Number of amino acids in the translated ORF with the first possible start codon.

Smallest region tested that could integrate when integrase was provided in trans (27).

Region determined by Li et al. (15) and nick site determined for Tn4555 (31).

From previous studies, it is clear that PrmN1 is not required for and does not enhance the transfer of plasmids containing the NBU1 mobilization region (15, 16). Nor does the circular form of NBU1 (Fig. 1) replicate in any known hosts. Thus, it is unlikely that PrmN1 is a primase. As will be evident from later sections, this protein instead plays a role in the excision process. In the oriT-mob region, NBU1 has over 78% sequence identity to the mobilizable transposon, Tn4555, and to NBU2. The oriT nic site as identified by Smith and Parker (31) is located at the end of prmN1 at bp 8385 on our map (Table 2). We assume that this is probably the nic site on NBU1 due to its high sequence identity to Tn4555 in this region. Previous studies of the mobilization region of NBU1 had placed the oriT nic site upstream of this region of sequence identity to Tn4555 within prmN1 (16).

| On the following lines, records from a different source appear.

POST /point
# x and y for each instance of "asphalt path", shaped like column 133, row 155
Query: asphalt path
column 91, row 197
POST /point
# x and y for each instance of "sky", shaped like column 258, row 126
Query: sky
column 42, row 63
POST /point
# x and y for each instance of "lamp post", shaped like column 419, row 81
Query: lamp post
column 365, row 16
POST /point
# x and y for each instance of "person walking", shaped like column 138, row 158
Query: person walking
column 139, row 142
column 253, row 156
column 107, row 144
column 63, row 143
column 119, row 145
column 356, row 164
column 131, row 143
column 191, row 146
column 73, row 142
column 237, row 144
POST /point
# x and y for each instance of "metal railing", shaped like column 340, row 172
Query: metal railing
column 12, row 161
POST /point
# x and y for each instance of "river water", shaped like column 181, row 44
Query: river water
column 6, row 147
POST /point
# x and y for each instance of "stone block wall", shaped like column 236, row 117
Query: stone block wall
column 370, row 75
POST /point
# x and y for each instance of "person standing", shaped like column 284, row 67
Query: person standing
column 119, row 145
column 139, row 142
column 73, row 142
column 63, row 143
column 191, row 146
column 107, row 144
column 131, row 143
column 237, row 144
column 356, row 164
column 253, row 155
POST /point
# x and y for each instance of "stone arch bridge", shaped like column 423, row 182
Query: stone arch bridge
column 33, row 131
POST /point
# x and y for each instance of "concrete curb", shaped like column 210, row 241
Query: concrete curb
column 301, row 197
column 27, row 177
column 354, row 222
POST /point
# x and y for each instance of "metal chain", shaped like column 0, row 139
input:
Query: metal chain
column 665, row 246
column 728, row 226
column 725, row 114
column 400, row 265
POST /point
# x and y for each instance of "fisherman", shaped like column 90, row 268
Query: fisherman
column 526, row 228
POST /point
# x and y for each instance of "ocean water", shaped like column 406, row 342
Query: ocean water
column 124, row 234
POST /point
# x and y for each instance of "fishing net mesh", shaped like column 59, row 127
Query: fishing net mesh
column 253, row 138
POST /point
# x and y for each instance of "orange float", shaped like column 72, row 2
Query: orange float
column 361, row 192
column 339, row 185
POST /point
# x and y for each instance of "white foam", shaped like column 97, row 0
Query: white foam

Genes essential for excision.

Previously we showed that the region consisting of the NBU1 closed ends (attN1) and the intN1 gene were sufficient for integration into the primary NBU1 target site but were not sufficient for excision (Fig. 1) (26). IntN1 is a member of the lambda integrase family, although the amino acid similarity is relatively low and is confined to the C-terminal end. The integrases of the gram-positive bacterial conjugative transposons Tn916 and Tn5276 are also members of the lambda integrase family (18, 38). Like lambda, both Tn916 and Tn5276 have a small gene downstream of the integrase gene that has characteristics similar to those of lambda Xis, a protein essential for excision of phage lambda from the chromosome. The function of the cognate gene on Tn916 has been shown in in vitro assays to facilitate the excision of Tn916 (19). Accordingly, we expected a similar int-xis gene organization on NBU1. This proved not to be the case.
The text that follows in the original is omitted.